The contaminated sediment targeted for remediation is located at Randle Reef along the south shore of Hamilton Harbour in the vicinity of piers 14, 15 and 16. The engineered containment facility will be connected to Pier 15, owned by the Hamilton Port Authority (HPA).
Following project completion, the HPA will develop and operate the surface of the engineered containment facility as a marine facility and will be responsible for ongoing monitoring and maintenance. The majority of the site may be developed into a marine terminal that will be suitable for ships of Great Lakes Seaway draught.
In 2007, a research study by York University revealed that the net benefits (environmental, social and economic) of cleaning up Randle Reef were estimated as $126 million over 25 years. The proposed Randle Reef Contaminated Sediment Remediation Project will further advance the economic competitiveness of the region through expanded port facilities, shoreline redevelopment and the creation of approximately 60 jobs a year over the 7-year life of the project.
Public Works and Government Services Canada
McNally International (ECF construction); Riggs Engineering Ltd. (construction supervision engineering); and Dean Construction Co. Ltd. (Pier 15 re-construction)
Not determined yet
This project is in the implementation phase. The Canadian Environmental Assessment Agency Comprehensive Study report was signed by the Minister in May 2013. Project implementation agreements between Environment Canada and each of the project funding organizations were signed in September 2013, following which the Department entered into a specified service agreement with Public Works and Government Services Canada (PWGSC) to implement the project as the contracting authority. Following an unsuccessful tender in 2014, the project design and implementation plan were optimized to reduce the cost of the project. PWGSC’s contract tendering process was completed in the Spring 2015 towards a construction start in the fall of 2015. The Hamilton Port Authority is the contract authority for re-construction of the adjacent Pier 15 harbour wall which is necessary to allow contaminated sediments to be dredged from this area in Stage 2 of the project.

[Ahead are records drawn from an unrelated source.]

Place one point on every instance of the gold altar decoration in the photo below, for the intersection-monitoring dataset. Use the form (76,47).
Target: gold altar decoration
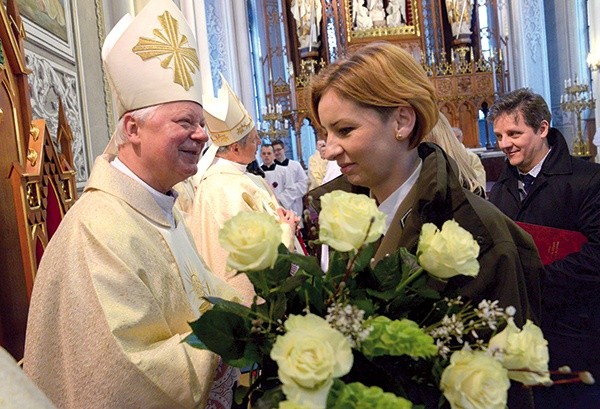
(577,98)
(273,125)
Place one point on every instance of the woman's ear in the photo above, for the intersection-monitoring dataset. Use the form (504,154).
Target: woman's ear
(405,119)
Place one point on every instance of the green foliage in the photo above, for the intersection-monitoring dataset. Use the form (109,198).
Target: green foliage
(397,337)
(244,336)
(358,396)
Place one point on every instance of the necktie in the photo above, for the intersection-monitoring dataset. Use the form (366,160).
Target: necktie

2013-15 - Pre-construction preparations
September 2015 to fall 2017- Stage 1: Engineered Containment Facility Construction
2017-18 to June 2019 - Stage 2: Dredging and Containment
2019-20 to June 2022 - Stage 3: Capping and Landscaping
2022-23 to 2036-37 - Post-construction Monitoring/Maintenance
Progress report and explanation of variances
The Treasury Board approved the Randle Reef Sediment Remediation Project on December 13, 2012, with an estimated cost of $138.9 million. The construction phase of the project is scheduled to be completed in 2022, with post-construction monitoring to continue for an additional 15 years to 2037.
This 7 year project will be implemented in a staged approach, and led by Environment Canada with PWGSC as the contract authority. Legal agreements have been negotiated for cost sharing of the project with Environment Canada, Ontario and the local community each contributing one-third of the project cost.
The initially planned 2014 project start date was delayed as a result of contractor bids on the first stage of the project exceeding cost estimates for this stage. Environment Canada and the project funding partners subsequently evaluated a range of options to advance the project in a manner which will achieve the environmental objectives within available resources. The Minister of the Environment and the project partners have concurred with a plan for a modified project design that would see in-water work begin in September 2015 and Stage 1 construction would be completed in the 2017-18 fiscal year.